Agronomic aspects of Bt efficacy in transgenic cotton

Date Issued:2004-06-30

Abstract

This project aimed to identify factors that could substantially influence Bt efficacy in transgenic cotton. Cry1Ac protein concentration in cotton leaves was measured quantitatively using a commercial ELISA assay. Previous research suggested that Bt efficacy was compromised to some extent when environmental stresses were imposed on transgenic plants. Experiments were designed to investigate a range of factors that may affect Bt efficacy, including: crop nutrition, planting density, light intensity, water management, soil type, herbicides, temperature, soil fertility, growth regulators, and cotton cultivars.

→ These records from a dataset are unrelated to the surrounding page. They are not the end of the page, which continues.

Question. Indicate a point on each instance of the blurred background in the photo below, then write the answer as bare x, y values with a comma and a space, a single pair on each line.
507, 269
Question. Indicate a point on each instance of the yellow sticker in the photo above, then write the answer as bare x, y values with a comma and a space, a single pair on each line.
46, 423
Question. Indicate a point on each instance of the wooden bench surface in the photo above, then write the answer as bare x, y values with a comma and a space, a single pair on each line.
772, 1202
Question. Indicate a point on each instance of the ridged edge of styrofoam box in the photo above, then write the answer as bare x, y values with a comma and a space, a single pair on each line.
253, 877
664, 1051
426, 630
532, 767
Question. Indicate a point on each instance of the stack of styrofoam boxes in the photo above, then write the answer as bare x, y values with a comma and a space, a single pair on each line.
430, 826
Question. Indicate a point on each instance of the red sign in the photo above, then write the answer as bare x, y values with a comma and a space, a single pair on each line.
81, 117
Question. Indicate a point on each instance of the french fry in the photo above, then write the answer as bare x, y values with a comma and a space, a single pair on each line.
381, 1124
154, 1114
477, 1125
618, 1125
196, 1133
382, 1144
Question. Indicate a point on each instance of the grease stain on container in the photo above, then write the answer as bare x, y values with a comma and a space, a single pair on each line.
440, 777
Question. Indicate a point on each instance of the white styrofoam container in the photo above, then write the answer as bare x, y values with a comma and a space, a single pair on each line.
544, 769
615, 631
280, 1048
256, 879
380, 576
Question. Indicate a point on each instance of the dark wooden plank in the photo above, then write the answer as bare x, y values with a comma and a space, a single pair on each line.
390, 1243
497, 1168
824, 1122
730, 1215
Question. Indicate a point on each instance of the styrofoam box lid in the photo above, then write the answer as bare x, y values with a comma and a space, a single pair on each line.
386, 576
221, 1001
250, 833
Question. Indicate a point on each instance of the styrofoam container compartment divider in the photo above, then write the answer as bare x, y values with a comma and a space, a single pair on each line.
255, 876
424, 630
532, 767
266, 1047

Imposing very severe agronomic or environmental stresses on transgenic cotton had the potential to substantially reduce leaf Cry1Ac protein levels, although this did not always occur. Plant health/growth must be severely impaired before substantial reductions in leaf Cry1Ac protein levels occur.

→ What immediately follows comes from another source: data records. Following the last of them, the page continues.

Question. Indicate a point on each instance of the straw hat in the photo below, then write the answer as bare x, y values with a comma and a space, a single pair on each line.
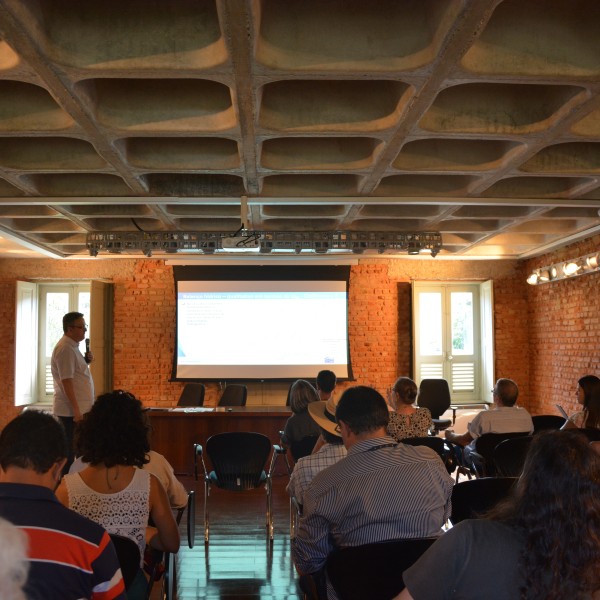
323, 414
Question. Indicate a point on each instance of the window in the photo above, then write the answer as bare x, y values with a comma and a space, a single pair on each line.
55, 300
453, 337
40, 308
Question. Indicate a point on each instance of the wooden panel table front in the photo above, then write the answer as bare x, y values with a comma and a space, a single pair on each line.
174, 432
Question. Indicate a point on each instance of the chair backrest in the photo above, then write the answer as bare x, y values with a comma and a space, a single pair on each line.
192, 395
509, 456
303, 447
485, 444
238, 459
592, 434
435, 443
128, 554
434, 394
473, 497
438, 445
234, 394
373, 571
542, 422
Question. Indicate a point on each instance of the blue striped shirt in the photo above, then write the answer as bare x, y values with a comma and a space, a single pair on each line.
380, 491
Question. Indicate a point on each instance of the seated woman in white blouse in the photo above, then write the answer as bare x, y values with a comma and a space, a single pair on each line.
113, 489
406, 420
588, 395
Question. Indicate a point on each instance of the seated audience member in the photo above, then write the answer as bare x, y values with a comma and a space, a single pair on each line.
300, 425
588, 395
157, 465
406, 420
113, 489
381, 491
13, 561
70, 557
326, 382
542, 542
505, 417
323, 413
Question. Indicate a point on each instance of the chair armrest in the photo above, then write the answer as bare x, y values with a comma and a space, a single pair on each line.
198, 453
277, 450
478, 463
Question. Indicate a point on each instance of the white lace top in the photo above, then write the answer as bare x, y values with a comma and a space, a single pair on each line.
124, 513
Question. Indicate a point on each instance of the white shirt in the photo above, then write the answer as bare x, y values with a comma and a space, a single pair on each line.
504, 419
68, 363
159, 466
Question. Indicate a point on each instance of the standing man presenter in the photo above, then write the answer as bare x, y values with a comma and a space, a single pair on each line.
73, 384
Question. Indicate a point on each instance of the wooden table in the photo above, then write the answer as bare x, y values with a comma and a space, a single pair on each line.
174, 432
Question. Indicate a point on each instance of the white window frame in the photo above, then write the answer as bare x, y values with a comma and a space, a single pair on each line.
29, 350
485, 343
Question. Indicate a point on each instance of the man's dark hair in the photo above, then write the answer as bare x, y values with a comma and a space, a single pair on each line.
330, 438
33, 440
114, 432
363, 409
326, 381
508, 391
69, 320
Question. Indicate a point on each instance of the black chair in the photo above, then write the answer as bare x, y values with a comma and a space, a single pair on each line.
373, 571
434, 394
438, 445
472, 498
509, 456
482, 459
128, 554
234, 394
164, 562
192, 395
239, 460
543, 422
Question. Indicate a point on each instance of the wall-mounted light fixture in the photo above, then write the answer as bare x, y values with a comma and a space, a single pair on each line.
566, 269
264, 242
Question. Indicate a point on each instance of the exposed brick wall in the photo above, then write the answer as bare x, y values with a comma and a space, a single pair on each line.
510, 332
379, 320
564, 331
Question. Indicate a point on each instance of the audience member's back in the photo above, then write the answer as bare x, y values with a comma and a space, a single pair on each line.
70, 556
112, 489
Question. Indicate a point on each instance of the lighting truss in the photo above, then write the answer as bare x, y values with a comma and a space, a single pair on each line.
573, 267
209, 242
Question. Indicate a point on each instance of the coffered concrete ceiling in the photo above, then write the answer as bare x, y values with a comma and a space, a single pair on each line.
478, 119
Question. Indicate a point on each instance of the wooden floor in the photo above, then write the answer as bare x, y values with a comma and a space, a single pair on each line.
238, 562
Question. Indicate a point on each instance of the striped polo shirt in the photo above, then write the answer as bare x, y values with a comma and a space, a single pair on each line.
381, 491
70, 556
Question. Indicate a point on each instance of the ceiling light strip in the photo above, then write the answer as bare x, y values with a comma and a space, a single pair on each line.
567, 269
264, 242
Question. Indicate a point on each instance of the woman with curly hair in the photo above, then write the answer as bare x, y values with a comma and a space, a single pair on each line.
300, 424
588, 395
541, 542
113, 490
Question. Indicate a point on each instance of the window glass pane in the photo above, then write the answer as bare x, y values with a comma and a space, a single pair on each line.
430, 324
461, 308
57, 305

Inadequate N nutrition reduced leaf Cry1Ac protein levels in the first year only, when N fertiliser application had a significant and positive effect on leaf Cry1Ac protein concentration. No effect was observed in the latter two years, despite there being significant responses to N fertiliser application. In some highly sodic commercial cotton fields, severe deficiencies of phosphorus and potassium were encountered that produced leaf senescence and a significant reduction in leaf Cry1Ac protein concentration. Early season zinc deficiency in other fields had no significant effect on leaf Cry1Ac protein concentration. Soil applied potassium fertilisers significantly reduced Cry1Ac protein in Bollgard II leaves.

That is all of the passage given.